Утром 18 августа больного соборовали, а потом началась агония. Великий романист умирал в полном одиночестве. Кроме врача, единственным его посетителем оказался Виктор Гюго, но он уже видел лишенный сознания полутруп. Собственно, только врач Бальзака Наккар мог слышать последние слова умирающего, однако он ничего о них не поведал.
Тем не менее предсмертная фраза Бальзака известна каждому, кто читал хотя бы краткую его биографию:
– Мне нужен Бьяншон… Бьяншон мог бы меня спасти!
Можно с уверенностью утверждать, что это одна из самых прославленных предсмертных фраз в литературном цеху.
Врач Орас Бьяншон – далеко не последний персонаж в романах и повестях «Человеческой комедии» («Отец Горио», «Утраченные иллюзии» и другие). Биографы, цитирующие эту фразу, неизменно добавляют, что на пороге смерти писатель жил уже не в действительном мире, а в мире, созданном его творческой фантазией.

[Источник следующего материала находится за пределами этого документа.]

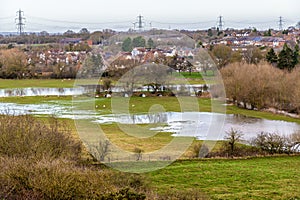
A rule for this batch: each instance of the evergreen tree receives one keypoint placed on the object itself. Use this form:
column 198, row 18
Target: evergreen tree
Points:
column 286, row 58
column 127, row 45
column 271, row 56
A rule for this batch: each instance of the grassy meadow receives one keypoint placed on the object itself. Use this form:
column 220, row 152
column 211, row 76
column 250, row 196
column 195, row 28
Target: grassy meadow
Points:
column 274, row 177
column 255, row 178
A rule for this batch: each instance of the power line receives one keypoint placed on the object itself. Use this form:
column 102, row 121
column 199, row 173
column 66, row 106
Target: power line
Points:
column 280, row 23
column 140, row 23
column 220, row 23
column 20, row 22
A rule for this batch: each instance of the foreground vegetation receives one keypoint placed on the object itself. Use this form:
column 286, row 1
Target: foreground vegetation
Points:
column 255, row 178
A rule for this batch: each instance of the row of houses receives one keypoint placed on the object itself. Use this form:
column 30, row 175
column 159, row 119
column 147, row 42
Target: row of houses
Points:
column 259, row 41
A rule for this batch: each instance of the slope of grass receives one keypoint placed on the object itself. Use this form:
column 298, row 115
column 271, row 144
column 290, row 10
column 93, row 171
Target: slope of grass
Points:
column 256, row 178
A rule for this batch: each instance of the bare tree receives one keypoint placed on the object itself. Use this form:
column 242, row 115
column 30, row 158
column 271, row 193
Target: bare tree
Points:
column 232, row 138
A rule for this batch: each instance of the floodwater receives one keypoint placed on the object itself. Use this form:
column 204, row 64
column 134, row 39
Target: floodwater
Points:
column 195, row 124
column 82, row 90
column 42, row 92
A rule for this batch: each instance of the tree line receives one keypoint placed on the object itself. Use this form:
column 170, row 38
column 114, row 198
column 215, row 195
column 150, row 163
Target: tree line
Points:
column 262, row 86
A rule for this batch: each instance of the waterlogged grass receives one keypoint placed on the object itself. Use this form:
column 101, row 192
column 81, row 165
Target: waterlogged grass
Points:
column 194, row 78
column 129, row 143
column 45, row 83
column 147, row 104
column 256, row 178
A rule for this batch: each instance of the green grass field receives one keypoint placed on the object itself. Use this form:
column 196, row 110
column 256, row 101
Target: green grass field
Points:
column 255, row 178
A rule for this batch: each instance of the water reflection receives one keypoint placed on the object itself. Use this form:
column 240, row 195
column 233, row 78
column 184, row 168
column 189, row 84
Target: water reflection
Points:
column 43, row 91
column 195, row 124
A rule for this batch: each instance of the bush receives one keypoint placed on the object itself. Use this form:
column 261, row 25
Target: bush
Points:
column 27, row 137
column 59, row 179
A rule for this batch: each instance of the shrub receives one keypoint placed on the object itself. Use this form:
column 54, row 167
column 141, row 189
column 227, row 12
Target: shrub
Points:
column 27, row 137
column 60, row 179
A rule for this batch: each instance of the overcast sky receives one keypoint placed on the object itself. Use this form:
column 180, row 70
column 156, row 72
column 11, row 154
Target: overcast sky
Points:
column 60, row 15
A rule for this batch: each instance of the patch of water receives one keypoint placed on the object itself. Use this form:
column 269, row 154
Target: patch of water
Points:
column 195, row 124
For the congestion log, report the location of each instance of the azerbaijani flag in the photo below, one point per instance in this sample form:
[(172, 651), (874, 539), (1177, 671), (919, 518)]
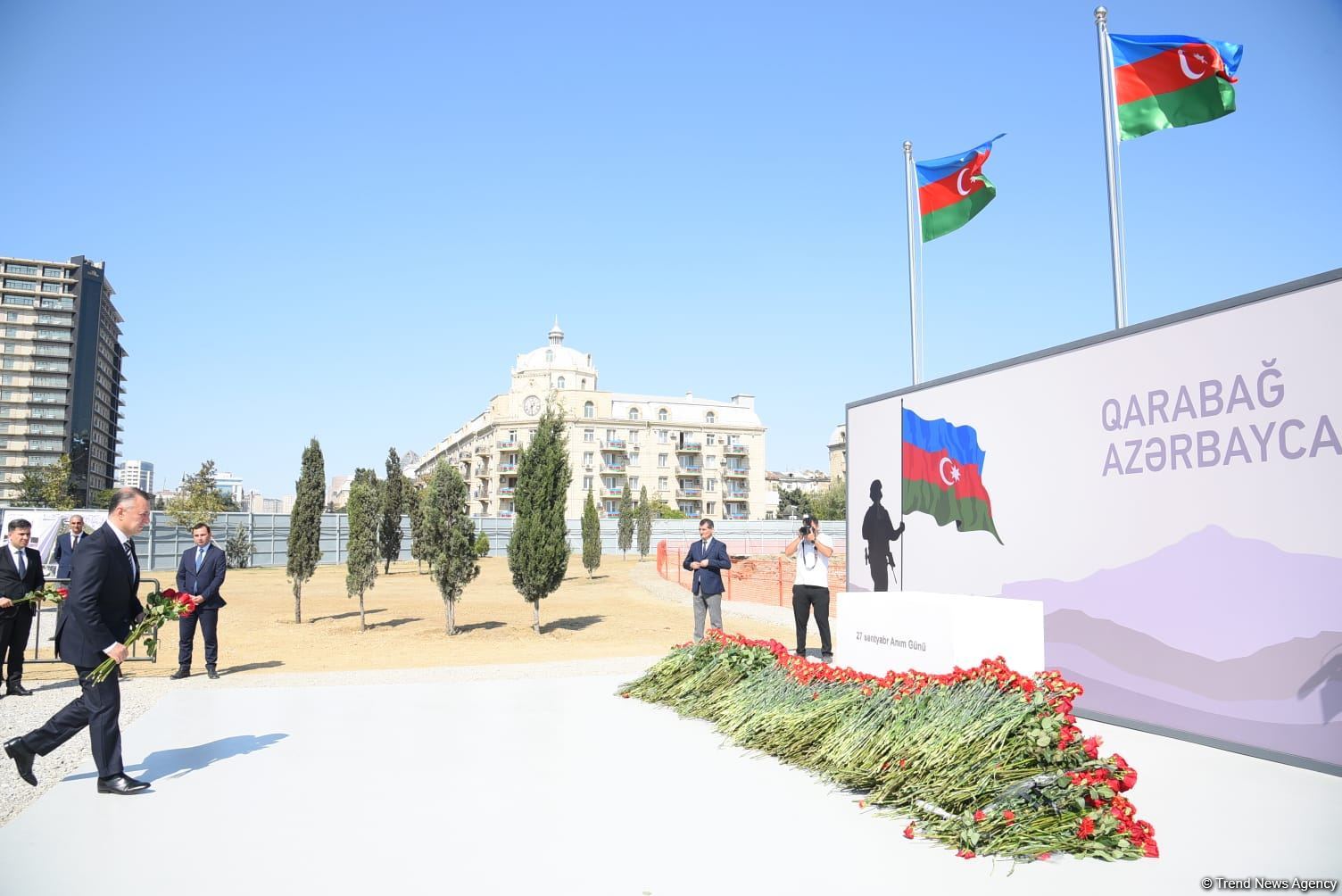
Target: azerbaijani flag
[(944, 469), (1172, 80), (953, 189)]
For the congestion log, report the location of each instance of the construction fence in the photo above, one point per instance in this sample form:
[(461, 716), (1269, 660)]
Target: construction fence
[(763, 577)]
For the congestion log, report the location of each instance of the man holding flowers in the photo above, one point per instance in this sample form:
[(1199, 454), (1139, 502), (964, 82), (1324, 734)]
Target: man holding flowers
[(21, 573), (97, 618)]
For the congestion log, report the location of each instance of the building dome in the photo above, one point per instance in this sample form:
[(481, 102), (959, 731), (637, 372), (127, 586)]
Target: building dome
[(554, 356)]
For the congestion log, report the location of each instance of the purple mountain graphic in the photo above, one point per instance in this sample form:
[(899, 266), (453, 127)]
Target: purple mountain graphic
[(1211, 594)]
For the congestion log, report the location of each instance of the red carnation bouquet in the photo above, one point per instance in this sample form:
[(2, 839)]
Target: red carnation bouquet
[(48, 593), (160, 607)]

Но откуда известны эти слова?
Тут нас ожидает сюрприз. Они появились в 1907 году в романе Октава Мирбо «628-Е-8». (Этот роман считается первым «автомобильным романом», поэтому его заглавием стал номер автомобиля.) Кроме автомобильных приключений повествователя, в роман включены три главы о Бальзаке, стилизованные под документальную прозу. Одна из них называется «Смерть Бальзака» и содержит в себе рассказ, будто бы услышанный автором от художника Жана Жигу, умершего в 1894 году.
Жигу в течение 30 лет был фактическим мужем вдовы Бальзака Эвелины, однако с самим Бальзаком не был знаком, да и с Эвелиной встретился лишь через год после смерти писателя. Тем не менее у Мирбо он представлен свидетелем предсмертного диалога Бальзака с врачом Наккаром – чего быть никак не могло.

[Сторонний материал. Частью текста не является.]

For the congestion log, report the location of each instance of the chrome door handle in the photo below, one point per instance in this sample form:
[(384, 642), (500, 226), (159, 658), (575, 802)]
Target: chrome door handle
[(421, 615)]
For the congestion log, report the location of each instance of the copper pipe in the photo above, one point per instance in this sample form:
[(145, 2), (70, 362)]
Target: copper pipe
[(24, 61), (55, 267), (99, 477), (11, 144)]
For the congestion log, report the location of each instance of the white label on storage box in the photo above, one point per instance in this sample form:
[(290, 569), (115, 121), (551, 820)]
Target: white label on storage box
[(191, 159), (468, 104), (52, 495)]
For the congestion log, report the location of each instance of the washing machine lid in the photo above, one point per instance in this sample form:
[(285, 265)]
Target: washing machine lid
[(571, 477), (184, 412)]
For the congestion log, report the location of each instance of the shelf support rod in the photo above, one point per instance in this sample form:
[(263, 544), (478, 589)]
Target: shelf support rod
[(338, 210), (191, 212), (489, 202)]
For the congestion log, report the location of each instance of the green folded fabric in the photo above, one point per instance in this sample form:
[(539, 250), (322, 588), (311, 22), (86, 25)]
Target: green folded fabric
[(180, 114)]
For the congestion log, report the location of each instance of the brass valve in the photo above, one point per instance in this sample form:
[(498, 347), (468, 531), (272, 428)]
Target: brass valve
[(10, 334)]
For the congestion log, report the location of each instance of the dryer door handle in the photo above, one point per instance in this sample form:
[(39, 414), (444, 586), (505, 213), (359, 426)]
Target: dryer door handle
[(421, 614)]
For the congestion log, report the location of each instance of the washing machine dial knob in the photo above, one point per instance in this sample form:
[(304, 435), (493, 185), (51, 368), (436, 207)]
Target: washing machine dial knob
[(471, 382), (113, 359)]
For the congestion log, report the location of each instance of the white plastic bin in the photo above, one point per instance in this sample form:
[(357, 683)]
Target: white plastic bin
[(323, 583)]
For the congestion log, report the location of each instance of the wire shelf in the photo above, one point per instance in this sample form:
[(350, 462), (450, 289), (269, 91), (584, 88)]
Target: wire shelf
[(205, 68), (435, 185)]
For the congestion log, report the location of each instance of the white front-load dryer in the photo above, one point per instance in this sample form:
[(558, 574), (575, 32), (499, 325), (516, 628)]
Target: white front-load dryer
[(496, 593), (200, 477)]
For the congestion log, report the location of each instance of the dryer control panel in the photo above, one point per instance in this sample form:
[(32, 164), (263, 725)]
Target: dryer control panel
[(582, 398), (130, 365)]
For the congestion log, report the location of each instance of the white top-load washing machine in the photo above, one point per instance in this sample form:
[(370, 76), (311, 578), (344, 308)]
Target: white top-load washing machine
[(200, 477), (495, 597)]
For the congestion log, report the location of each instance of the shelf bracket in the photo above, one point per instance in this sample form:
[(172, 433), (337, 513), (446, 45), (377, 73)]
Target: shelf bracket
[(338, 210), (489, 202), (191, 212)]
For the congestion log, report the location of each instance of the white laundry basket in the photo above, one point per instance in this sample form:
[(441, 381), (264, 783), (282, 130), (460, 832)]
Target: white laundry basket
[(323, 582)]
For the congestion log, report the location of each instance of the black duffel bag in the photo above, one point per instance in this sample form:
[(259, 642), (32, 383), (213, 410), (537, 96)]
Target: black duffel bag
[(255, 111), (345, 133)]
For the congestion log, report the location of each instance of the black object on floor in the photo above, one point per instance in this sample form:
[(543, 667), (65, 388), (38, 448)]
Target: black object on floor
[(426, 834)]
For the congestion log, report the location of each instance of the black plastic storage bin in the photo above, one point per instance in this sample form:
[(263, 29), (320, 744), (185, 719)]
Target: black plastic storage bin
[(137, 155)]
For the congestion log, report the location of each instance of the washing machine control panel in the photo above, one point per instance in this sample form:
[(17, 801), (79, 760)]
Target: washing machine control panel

«Когда я должен умереть?» – спрашивает Бальзак. «Возможно, вы не доживете до утра», – отвечает Наккар. «О да!.. я знаю… мне нужен Бьяншон… мне нужен Бьяншон… Бьяншон мог бы меня спасти!» – восклицает умирающий.
Мирбо, однако, этим не ограничился. Далее следует – что бы вы думали? – постельная сцена между Жаном Жигу и Эвелиной, в то время как в соседней комнате в муках умирает Бальзак.
Понятно, что родные и близкие покойной госпожи Ганской были в бешенстве. Мирбо изъял раздел о Бальзаке из готового тиража своей книги, вполне основательно опасаясь преследования за клевету.
Однако фраза о Бьяншоне-спасителе зажила самостоятельной жизнью. Скандальный контекст, в котором она родилась, был очень скоро забыт, и слова, придуманные Мирбо, стали частью бальзаковской легенды.